VW-Aufseher, RWE-Chef und Autonarr Jürgen Großmann hat Interesse am Karmann-Museum angemeldet. Favorit für den Kauf der Karmann-Reste ist aber nach wie vor Volkswagen.

Hamburg - Die Tücken des Objekts sind ihm bestens vertraut. Jürgen Großmann (57), im Hauptberuf RWE-Chef, nebenbei Besitzer der Stahlgruppe Georgsmarienhütte, hat ein Faible für Automobile. Und zwar für solche, für die das Motto gilt: Je oller, je doller.

Einmal im Jahr organisiert er eine Privat-Rallye, die über mehrere hundert Kilometer zum Stammsitz der Georgsmarienhütte in Osnabrück führt. Nur betagte Gefährte sind startberechtigt, Großmann selbst hat etliche in der Garage stehen. Das Ereignis ist ihm wichtig, dafür lässt er schon mal offizielle Termine sausen. Auch auf den Namen der Oldtimer-Odyssee hat er offenkundig einige Geistesenergie verwendet: "Classic Cars & Cuisine Culinaire 2009" hieß die diesjährige Ausfahrt, die in Essen gestartet wurde. Classe!

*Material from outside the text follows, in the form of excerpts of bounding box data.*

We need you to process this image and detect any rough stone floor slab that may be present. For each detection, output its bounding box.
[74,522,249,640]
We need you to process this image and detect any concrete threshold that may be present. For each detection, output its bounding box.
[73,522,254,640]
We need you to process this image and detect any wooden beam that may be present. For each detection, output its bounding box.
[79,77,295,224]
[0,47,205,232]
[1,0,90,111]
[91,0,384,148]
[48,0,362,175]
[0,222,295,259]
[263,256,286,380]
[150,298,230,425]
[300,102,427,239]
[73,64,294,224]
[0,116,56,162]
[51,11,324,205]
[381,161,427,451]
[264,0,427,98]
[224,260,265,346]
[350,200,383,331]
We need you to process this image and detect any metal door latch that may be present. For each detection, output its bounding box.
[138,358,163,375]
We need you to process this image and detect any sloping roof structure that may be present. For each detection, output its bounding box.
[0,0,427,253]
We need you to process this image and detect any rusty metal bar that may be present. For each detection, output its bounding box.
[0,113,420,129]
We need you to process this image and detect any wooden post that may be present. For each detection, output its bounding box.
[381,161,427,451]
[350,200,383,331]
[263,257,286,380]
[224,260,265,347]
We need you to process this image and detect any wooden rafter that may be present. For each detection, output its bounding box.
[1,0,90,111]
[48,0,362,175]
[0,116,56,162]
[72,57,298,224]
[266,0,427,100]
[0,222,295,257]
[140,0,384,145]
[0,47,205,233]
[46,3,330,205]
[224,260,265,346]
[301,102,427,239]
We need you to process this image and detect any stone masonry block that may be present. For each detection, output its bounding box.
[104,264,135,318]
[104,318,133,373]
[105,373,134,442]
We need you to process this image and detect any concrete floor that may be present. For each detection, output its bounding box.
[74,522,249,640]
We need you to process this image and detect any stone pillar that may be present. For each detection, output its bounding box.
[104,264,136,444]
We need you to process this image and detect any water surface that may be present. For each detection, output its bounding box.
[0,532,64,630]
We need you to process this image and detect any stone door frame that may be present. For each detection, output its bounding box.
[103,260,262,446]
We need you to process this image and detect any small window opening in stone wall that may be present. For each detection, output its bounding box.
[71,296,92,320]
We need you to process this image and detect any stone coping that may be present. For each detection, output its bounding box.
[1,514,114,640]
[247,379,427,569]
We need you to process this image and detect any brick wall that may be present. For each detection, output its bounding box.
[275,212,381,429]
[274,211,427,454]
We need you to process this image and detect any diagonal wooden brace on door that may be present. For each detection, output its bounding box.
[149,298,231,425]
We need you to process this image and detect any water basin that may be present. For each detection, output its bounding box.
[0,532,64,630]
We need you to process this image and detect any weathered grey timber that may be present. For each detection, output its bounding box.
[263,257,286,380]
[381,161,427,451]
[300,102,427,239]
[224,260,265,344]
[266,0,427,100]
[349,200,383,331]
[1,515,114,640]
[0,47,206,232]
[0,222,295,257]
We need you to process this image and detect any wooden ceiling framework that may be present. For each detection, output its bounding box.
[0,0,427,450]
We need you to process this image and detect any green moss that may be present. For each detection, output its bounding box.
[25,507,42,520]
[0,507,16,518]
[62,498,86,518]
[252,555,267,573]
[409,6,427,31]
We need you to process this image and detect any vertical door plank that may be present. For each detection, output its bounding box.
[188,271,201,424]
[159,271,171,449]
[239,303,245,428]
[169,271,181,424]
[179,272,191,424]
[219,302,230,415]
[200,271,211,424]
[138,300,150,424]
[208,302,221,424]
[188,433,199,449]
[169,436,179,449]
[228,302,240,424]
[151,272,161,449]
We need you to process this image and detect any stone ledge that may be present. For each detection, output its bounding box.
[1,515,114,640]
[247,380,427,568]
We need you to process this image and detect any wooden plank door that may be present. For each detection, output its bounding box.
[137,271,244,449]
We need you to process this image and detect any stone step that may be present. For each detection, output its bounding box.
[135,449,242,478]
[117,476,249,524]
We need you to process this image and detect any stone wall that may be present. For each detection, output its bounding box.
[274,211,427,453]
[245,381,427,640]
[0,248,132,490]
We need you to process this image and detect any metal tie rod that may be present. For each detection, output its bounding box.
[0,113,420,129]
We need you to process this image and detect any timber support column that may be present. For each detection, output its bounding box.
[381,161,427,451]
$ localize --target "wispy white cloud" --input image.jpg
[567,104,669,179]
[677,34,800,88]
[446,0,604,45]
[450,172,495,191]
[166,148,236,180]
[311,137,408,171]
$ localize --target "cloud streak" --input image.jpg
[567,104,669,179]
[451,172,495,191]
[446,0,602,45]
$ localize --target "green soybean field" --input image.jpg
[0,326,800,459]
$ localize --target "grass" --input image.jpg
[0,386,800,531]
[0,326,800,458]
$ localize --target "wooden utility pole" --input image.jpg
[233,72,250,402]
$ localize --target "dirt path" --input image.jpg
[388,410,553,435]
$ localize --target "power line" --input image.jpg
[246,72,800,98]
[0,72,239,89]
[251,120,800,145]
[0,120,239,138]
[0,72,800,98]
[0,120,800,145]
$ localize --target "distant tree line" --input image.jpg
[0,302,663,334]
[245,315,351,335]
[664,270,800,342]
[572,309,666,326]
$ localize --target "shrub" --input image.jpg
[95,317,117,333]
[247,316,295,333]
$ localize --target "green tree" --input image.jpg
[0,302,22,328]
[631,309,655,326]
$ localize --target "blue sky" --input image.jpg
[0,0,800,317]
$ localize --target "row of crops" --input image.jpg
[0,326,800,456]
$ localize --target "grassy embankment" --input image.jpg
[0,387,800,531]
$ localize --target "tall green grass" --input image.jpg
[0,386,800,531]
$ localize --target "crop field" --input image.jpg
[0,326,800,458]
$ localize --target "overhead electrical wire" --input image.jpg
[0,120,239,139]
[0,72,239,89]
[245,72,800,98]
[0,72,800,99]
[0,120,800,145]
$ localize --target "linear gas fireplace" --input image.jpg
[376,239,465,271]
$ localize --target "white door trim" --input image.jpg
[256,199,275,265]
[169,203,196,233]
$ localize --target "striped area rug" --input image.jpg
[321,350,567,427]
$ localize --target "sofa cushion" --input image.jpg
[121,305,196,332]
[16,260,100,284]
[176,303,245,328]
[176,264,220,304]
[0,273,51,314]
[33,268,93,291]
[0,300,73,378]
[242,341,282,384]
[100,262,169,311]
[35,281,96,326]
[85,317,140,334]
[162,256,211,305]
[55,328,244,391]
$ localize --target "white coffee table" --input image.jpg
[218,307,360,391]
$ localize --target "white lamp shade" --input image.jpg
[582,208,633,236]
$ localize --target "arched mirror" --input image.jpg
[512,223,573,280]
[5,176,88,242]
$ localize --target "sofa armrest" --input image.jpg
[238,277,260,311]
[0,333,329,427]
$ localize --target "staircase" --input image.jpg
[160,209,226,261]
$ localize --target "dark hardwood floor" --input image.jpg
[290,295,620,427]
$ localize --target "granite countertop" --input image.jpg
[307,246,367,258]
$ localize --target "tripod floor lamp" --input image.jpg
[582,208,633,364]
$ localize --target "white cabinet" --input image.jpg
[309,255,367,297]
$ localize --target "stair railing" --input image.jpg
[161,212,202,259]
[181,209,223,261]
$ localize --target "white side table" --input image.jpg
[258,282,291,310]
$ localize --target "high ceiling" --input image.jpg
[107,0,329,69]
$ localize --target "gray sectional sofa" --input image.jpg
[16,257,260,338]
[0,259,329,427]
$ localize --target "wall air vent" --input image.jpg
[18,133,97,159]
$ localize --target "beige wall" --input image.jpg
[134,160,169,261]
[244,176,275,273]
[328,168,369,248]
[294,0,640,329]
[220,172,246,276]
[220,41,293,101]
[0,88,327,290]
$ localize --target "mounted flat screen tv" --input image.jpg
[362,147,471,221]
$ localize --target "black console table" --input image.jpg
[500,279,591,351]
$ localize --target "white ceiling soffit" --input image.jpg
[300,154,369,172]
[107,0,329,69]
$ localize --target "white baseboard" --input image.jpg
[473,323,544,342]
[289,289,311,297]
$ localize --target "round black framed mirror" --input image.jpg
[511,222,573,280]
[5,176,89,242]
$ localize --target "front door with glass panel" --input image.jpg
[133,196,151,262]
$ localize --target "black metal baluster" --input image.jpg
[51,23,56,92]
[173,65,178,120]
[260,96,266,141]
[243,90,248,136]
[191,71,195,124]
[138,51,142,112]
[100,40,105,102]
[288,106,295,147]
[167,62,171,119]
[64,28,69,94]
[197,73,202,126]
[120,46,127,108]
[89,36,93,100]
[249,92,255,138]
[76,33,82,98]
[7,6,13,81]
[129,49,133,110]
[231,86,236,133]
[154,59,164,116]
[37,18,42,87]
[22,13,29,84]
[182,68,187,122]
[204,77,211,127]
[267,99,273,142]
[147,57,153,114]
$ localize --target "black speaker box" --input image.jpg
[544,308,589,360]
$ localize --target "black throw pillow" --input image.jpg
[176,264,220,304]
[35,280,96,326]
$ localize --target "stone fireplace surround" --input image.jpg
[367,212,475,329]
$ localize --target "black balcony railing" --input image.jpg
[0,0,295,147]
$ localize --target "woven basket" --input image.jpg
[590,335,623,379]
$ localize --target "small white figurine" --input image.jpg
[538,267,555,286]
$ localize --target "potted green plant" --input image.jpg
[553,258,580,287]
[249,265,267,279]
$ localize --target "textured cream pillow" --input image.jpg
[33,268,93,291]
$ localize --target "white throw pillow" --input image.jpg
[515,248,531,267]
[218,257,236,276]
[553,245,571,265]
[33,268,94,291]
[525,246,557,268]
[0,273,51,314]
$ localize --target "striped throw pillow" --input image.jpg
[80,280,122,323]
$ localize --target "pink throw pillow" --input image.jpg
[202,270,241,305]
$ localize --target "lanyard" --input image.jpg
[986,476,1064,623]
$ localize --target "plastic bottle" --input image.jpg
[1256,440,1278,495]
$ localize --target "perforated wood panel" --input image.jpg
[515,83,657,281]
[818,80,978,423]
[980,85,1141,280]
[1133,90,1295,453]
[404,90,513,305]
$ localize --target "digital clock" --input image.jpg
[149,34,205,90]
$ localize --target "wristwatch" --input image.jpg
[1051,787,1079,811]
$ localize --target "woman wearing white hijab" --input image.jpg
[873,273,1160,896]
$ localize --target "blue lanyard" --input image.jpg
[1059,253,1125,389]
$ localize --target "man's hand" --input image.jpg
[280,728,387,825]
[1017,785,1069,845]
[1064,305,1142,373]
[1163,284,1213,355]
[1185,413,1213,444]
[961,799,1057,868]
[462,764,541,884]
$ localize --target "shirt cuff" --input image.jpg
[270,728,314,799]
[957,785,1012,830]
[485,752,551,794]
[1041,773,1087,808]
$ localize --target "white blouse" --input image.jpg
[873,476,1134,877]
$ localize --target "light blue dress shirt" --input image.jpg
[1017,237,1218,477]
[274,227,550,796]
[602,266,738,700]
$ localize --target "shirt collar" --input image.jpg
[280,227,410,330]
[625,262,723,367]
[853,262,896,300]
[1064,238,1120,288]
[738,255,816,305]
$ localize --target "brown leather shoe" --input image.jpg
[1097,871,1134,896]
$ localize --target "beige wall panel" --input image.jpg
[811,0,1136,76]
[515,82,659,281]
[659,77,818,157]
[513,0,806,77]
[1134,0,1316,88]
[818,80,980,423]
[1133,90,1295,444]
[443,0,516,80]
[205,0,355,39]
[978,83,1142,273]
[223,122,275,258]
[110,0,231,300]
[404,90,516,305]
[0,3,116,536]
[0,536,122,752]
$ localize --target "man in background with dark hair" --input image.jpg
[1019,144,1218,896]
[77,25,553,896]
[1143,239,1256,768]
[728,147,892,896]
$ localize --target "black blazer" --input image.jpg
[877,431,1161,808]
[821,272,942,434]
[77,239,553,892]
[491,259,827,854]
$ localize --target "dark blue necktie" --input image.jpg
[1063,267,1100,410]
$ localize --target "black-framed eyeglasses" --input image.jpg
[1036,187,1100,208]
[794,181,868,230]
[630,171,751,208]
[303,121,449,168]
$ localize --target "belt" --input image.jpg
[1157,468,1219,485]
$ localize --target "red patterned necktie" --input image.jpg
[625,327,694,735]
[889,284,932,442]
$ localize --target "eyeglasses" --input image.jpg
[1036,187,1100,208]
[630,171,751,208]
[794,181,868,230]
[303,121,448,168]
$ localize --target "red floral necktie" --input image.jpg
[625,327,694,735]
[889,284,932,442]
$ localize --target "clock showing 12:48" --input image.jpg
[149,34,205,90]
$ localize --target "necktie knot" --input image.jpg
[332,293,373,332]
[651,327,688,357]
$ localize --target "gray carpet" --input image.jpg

Nun scheint er sein Hobby um ein paar Wertschöpfungsglieder verlängern zu wollen. Großmann, berichten Vertraute, sei interessiert, Teile des Museums des insolventen Autozulieferers Karmann zu erstehen. Der Sammler hätte sich am liebsten einige der schönsten Exponate herausgepickt. So in etwa habe er es auch schon dem Karmann-Management frohen Mutes und guter Dinge zugerufen.

Und am 11. November, auf der Aufsichtsratssitzung des VW-Konzerns, der als Käufer für die Karmann-Gruppe nach wie vor der Favorit ist, habe Großmann die Altauto-Kollektion mit Lob überhäuft wie sonst nur ein hochkaloriges Menü in seinem Sterne-Restaurant "La Vie". Den Wert der Sammlung um den legendären Karmann Ghia hat der beliebte und beleibte Autonarr mal eben über den dicken Daumen auf rasante 30 Millionen Euro taxiert. Im Übrigen, fügte er hinzu, habe er Interesse.

30 Millionen, das ist auch für einen wie Großmann mächtig viel Bimbes. Aber einzelne Stücke aus dem Karmann-Sortiment wären für den gut betuchten Stahleigner locker zu finanzieren. Ein solcher Deal hätte Charme gleich aus doppeltem Grund: Großmann könnte seine PS-Passion um eine attraktive Facette erweitern. Eine höchst ehrenwerte regionalpolitische Komponente besäße das Geschäft ebenfalls: Karmann residiert in Osnabrück, nicht weit von Großmanns Stahlkonglomerat (vulgo: Nachbarschaftshilfe).

Dass Großmann nun bereits Retter-T-Shirts (in XXL) drucken lassen wollte, mit der Opel entlehnten Aufschrift: "Wir-sind-Karmann", ja das ist nur ein Gerücht. Zudem hat die Sache einen Haken. Auch Volkswagen  will das Museum, und zwar in toto. Am Freitag wird der Volkswagen-Aufsichtsrat erneut über das Thema diskutieren. Die Wolfsburger haben schließlich auch einen Fan von Boliden jedweder Alters- und PS-Klasse in ihren Reihen: Aufsichtsratschef Ferdinand Piëch (72). Ein Bietergefecht zwischen Großmann und dem österreichischen Machtmenschen verspräche zwar viel Amüsement. Aus Großmanns Sicht aber böte ein Wettstreit ausgerechnet gegen Piëch wenig Aussicht auf Erfolg.